Preliminary Stuff

In [3]:
import os
import pickle
import time
from datetime import datetime
         
import re
import nltk
from nltk.corpus import stopwords 
from nltk.tokenize import word_tokenize 

import numpy as np
import pandas as pd

from sklearn.manifold import TSNE
import matplotlib.pyplot as plt

nltk.download('stopwords')
[nltk_data] Downloading package stopwords to /home/black/nltk_data...
[nltk_data]   Package stopwords is already up-to-date!
Out[3]:
True

The below cell loads the preprocessed and cleaned dataset.

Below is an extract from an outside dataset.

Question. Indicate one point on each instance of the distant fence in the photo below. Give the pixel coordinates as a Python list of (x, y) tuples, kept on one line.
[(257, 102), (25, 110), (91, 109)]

You may skip to "Generataing the Co-occurrence Matrix" Section

In [4]:
def load_data():
    with open("corpus.txt", "rb") as fp:
        corpus = pickle.load(fp)

    with open("vocabulary.txt", "rb") as fp:
        vocabulary = pickle.load(fp)

    with open("word2idx.txt", "rb") as fp:
        word2idx = pickle.load(fp)

    with open("idx2word.txt", "rb") as fp:
        idx2word = pickle.load(fp)
        
    return corpus, vocabulary, word2idx, idx2word
        
corpus, vocabulary, word2idx, idx2word = load_data()


#     NOTE : Skip to "Generating Co-occurrence Matrix" section.

Generating the Dataset

In [ ]:
def clean_sentence(sentence):
    '''
    Clens the sentence, removing stopwords, symbols and numeric values.
    Also breaks the sentence down into tokens.
    All words are conveerted into lowercase.
    '''

    stop_words = set(stopwords.words('english'))
    stop_words.add('br')

    tokens = re.findall(r"[\w]+", sentence)
    filtered_tokens = [token for token in tokens if not token in stop_words]
    filtered_tokens = [token.lower() for token in filtered_tokens]
    filtered_tokens = [token.translate(token.maketrans("","", ".,:;''<>{}()[]_1234567890?")) for token in filtered_tokens]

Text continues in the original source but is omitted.